I'm sure ZOS' TOS that we agree to, and they recently updated, includes a provision for them to utilize this. If you accepted the TOS, then you agreed to it, if you block it, then by all means they have the right to block access to THEIR game. If you wish to quit because of it, SEE YA!

I've been a data scientist for >4 years and this is nothing "paranoid". You can prove via information theory beyond a certain level of doubt the required info to uniquely identify a user just by their browser configuration (i.e. fonts installed, browser type, etc.) and, using this information, any surfing behavior can be attributed by multiple sources to a single individual. This is some of the information redshell is collecting.

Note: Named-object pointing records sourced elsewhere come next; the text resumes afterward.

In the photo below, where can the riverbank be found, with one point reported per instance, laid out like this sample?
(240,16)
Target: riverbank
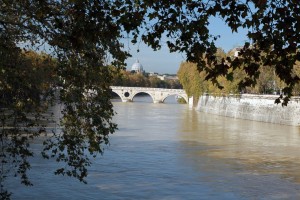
(252,107)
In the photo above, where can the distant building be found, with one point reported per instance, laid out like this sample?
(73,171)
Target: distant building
(137,67)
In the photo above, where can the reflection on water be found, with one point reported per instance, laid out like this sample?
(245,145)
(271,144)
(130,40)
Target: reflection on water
(260,147)
(167,151)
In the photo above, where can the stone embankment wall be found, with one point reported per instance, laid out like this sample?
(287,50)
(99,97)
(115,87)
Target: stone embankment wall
(252,107)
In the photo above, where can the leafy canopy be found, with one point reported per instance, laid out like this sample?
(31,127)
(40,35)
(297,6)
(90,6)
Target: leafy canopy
(82,36)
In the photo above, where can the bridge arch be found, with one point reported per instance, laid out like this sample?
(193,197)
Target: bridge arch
(142,92)
(158,95)
(184,97)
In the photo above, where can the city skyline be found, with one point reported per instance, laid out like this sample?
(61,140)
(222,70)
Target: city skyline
(164,62)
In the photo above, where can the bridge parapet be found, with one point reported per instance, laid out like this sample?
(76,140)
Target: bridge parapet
(158,95)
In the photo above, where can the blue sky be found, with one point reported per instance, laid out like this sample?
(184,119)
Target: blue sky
(164,62)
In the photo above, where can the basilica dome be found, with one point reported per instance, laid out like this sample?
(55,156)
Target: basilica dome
(137,67)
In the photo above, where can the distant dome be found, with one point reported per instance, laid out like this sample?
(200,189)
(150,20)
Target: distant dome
(137,66)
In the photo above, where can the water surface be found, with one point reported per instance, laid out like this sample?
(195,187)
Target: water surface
(168,151)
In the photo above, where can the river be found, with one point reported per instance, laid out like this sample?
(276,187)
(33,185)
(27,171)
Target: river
(169,151)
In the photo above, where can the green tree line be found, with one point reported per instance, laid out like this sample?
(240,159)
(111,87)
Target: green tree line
(85,36)
(129,79)
(195,81)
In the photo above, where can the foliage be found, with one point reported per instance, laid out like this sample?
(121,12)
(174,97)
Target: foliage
(84,36)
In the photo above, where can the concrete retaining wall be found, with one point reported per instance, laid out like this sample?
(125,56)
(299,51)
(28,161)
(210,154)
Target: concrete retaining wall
(252,107)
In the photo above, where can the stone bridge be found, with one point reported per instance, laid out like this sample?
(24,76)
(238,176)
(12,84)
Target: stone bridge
(158,95)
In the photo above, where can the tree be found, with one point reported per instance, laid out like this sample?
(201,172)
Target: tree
(85,36)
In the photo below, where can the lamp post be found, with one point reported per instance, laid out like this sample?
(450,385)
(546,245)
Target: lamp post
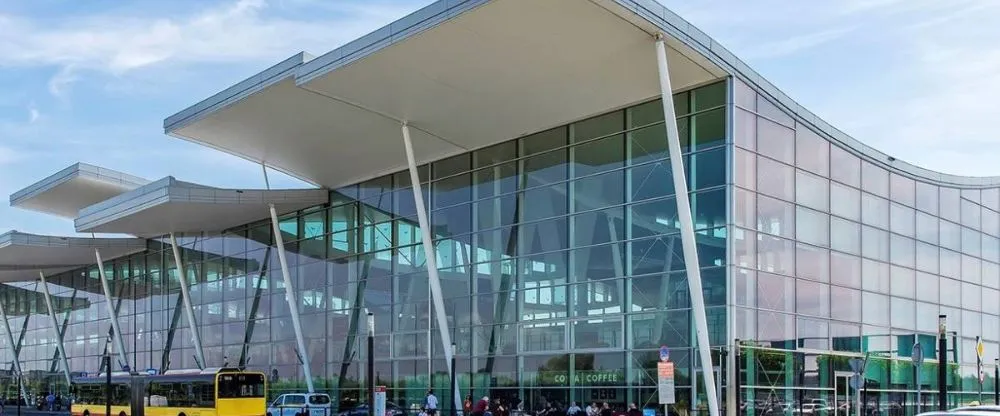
(942,362)
(454,383)
(371,363)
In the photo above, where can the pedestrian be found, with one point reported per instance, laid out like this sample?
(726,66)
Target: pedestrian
(430,403)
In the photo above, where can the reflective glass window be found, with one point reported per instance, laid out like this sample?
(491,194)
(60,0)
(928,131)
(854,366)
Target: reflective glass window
(901,282)
(874,211)
(950,235)
(927,228)
(775,179)
(950,203)
(812,298)
(875,276)
(902,251)
(845,236)
(875,308)
(902,219)
(812,227)
(928,287)
(812,263)
(775,217)
(874,243)
(847,306)
(970,214)
(927,257)
(845,167)
(902,190)
(812,152)
(775,141)
(745,129)
(775,292)
(845,269)
(874,179)
(903,313)
(845,201)
(812,191)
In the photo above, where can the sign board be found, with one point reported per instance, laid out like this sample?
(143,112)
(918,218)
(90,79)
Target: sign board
(665,382)
(856,382)
(379,401)
(664,353)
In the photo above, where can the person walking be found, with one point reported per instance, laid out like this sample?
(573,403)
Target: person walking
(430,403)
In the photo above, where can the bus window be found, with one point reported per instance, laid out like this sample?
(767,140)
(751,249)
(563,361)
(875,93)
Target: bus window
(241,386)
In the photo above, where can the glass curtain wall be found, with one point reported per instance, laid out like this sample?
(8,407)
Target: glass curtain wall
(835,256)
(559,255)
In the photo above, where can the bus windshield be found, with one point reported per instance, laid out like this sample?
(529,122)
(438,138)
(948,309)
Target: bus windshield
(240,385)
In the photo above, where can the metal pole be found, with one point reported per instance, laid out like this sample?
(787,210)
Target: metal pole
(454,382)
(107,372)
(55,327)
(427,241)
(111,310)
(371,362)
(942,362)
(293,305)
(188,307)
(687,227)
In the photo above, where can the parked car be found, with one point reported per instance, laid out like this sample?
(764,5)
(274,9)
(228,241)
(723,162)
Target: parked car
(391,409)
(301,404)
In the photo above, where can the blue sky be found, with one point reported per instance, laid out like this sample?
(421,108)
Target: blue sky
(92,81)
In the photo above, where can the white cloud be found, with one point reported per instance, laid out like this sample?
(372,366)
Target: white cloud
(239,31)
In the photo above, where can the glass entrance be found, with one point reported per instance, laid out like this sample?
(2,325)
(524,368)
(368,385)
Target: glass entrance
(842,395)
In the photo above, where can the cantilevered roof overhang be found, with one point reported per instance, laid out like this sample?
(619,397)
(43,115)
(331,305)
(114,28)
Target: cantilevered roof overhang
(69,190)
(169,205)
(23,255)
(463,74)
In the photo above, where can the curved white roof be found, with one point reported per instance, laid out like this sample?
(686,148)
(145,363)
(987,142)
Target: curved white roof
(466,74)
(69,190)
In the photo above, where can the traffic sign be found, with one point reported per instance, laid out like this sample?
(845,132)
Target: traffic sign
(664,353)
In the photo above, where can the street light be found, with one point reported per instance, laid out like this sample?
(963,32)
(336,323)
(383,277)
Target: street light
(942,362)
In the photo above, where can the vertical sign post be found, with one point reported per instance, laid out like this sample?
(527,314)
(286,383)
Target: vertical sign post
(379,406)
(665,380)
(918,360)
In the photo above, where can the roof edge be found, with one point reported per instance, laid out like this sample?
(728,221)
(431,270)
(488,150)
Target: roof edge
(681,29)
(236,92)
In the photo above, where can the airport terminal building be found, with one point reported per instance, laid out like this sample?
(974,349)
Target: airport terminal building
(561,259)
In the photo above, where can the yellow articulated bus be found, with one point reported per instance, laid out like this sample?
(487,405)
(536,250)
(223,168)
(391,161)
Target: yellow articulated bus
(214,392)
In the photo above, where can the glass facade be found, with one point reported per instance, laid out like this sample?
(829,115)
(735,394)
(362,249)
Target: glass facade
(836,256)
(559,256)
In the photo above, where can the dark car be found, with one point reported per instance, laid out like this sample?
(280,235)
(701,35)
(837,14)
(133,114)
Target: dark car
(391,409)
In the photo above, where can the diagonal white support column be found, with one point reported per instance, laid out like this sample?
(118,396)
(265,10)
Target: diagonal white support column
(293,304)
(432,275)
(13,349)
(55,327)
(687,227)
(188,307)
(111,311)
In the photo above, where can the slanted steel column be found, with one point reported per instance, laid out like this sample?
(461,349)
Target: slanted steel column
(55,326)
(683,200)
(13,348)
(293,305)
(432,273)
(111,311)
(188,307)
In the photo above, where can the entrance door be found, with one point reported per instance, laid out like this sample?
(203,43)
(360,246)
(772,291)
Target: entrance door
(842,397)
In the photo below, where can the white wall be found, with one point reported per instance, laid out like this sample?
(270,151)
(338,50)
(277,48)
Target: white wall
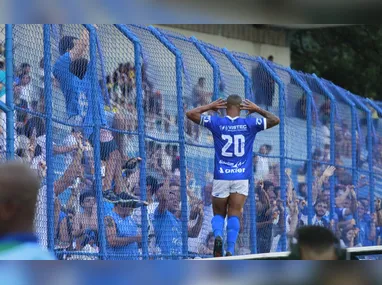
(281,54)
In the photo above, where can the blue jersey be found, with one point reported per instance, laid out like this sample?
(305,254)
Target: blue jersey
(126,227)
(233,143)
(78,94)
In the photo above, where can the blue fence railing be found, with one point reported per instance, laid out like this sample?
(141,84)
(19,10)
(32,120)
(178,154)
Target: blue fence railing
(146,79)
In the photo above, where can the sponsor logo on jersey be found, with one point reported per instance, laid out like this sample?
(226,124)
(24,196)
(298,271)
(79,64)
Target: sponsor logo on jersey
(232,164)
(234,170)
(206,119)
(234,128)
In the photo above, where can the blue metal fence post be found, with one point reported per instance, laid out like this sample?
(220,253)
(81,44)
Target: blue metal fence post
(182,141)
(309,147)
(353,133)
(212,62)
(97,144)
(283,186)
(251,194)
(49,136)
(10,144)
(332,141)
(369,148)
(141,131)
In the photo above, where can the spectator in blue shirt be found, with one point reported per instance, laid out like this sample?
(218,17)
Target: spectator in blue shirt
(319,219)
(167,220)
(71,71)
(122,232)
(366,225)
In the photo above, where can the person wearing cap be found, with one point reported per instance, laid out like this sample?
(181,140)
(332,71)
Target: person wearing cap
(123,239)
(73,73)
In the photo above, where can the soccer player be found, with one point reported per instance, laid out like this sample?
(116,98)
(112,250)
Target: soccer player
(233,142)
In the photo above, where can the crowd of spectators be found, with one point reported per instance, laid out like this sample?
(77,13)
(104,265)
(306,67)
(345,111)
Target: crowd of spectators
(75,208)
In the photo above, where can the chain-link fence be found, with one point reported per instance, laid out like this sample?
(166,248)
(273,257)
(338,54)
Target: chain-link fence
(106,128)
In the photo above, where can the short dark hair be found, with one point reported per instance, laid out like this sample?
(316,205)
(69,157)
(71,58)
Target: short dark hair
(79,67)
(267,184)
(201,79)
(66,44)
(153,182)
(320,201)
(234,100)
(316,238)
(85,195)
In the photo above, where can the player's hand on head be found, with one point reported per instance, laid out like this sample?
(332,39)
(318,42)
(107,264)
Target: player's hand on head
(218,104)
(249,106)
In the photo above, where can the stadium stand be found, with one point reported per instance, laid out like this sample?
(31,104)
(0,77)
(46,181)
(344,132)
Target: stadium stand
(146,79)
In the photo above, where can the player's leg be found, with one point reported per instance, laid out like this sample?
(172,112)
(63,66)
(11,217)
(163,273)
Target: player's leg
(239,192)
(220,194)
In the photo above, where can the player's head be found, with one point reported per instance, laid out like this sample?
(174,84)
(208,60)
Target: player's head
(18,195)
(316,243)
(66,44)
(202,81)
(233,105)
(321,207)
(78,67)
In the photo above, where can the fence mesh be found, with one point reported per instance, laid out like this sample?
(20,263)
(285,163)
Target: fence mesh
(75,218)
(3,133)
(266,162)
(198,88)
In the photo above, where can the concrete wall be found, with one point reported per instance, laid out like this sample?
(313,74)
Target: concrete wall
(281,54)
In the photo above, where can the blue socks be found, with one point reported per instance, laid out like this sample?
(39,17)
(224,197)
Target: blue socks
(218,225)
(233,228)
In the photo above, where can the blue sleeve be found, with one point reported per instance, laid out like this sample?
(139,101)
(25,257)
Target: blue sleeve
(257,124)
(209,122)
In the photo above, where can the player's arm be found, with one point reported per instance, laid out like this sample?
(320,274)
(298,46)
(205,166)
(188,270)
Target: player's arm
(113,239)
(196,113)
(272,120)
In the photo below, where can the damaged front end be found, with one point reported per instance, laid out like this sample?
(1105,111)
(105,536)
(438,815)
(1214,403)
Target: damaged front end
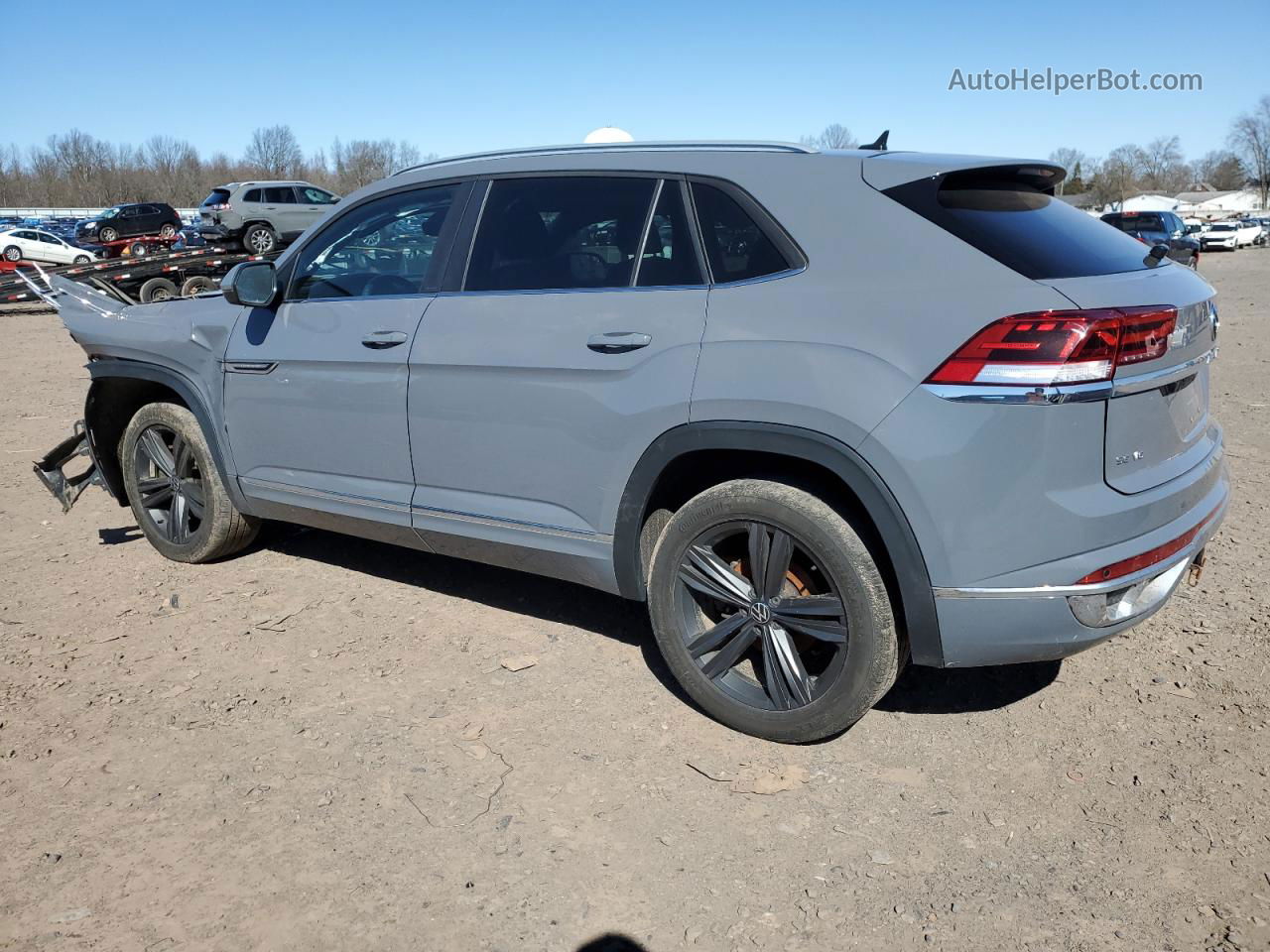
(51,468)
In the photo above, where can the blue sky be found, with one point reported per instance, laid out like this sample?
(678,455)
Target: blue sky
(463,76)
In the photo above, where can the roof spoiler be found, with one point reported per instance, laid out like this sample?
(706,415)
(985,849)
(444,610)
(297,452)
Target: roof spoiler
(878,145)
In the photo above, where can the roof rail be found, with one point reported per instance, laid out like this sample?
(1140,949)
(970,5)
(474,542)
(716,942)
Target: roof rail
(656,146)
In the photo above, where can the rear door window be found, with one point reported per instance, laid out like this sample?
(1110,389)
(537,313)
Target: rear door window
(559,232)
(670,255)
(737,246)
(1034,234)
(314,195)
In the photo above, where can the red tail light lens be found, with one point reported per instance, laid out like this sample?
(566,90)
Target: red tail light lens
(1060,347)
(1128,566)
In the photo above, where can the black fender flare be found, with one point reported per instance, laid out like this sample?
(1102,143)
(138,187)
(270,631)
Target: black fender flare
(916,594)
(113,367)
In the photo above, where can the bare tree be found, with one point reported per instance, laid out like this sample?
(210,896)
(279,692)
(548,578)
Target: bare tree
(275,153)
(1070,159)
(1220,169)
(1162,166)
(834,136)
(1119,176)
(1250,136)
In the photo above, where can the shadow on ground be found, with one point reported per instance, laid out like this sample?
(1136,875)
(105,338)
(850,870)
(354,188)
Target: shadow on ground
(919,689)
(965,689)
(114,537)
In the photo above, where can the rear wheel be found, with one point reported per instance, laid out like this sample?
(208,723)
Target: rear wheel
(176,490)
(157,290)
(771,612)
(259,239)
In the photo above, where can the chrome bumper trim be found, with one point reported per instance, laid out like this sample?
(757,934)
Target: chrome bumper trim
(1070,394)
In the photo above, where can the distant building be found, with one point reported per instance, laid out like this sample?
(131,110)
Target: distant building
(1216,204)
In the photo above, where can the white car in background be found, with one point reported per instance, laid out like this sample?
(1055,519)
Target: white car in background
(1222,234)
(1248,231)
(36,245)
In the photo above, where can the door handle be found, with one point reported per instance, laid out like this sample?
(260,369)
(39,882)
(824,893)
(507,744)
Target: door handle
(617,341)
(384,339)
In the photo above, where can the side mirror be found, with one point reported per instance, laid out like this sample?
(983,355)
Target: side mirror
(252,284)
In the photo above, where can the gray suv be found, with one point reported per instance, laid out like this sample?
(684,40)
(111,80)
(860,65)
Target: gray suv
(826,413)
(262,214)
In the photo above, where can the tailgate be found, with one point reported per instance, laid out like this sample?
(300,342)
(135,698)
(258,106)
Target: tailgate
(1157,421)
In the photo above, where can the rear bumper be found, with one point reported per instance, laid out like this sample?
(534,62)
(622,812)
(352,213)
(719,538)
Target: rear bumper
(217,232)
(985,626)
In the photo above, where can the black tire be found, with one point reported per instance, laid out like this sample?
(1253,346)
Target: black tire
(259,240)
(837,590)
(197,285)
(180,526)
(157,290)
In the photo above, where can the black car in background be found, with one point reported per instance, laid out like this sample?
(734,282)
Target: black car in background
(128,221)
(1159,229)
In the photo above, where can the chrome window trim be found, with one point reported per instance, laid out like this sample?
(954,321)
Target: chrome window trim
(1070,393)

There are minimal laws restricting the sharing of this "innocuous" information so it can be shared with multiple interested parties with impunity, who can aggregate this data and build profiles of hundreds of millions of people with surprising accuracy. I've done this before.

People are surprisingly "linear" in their behavior, and very simple models can be used to not only connect seemingly diverse behaviors with high accuracy, but also to predict future behaviors. Using a single hidden layer NN I was able to predict future purchases for a large commercial website (sundance) with around 95% accuracy, among their hundreds of thousands of customers.

I was also able, with minimal effort, to link their desktop and mobile devices, which always broadcast timestamped geo location information, illustrating locations and timing patterns.

The stories I could tell. This is uncool.

The paranoia comes from the fact that this isnt the only company or service doing this. Microsoft does it on their OS, ZOS has access to everyone of our IP addresses, even if you run a VPN its still possible to track you down.

The overarching point is what could or would someone do with this data?

Im not particularly happy about it but i also dont understand the outrage, cookies on browsers, OS telemetry, bank loans, car loans, insurance, credit cards, HOSPITALS etc etc etc all have insanely more damaging info but nobody blinks an eye.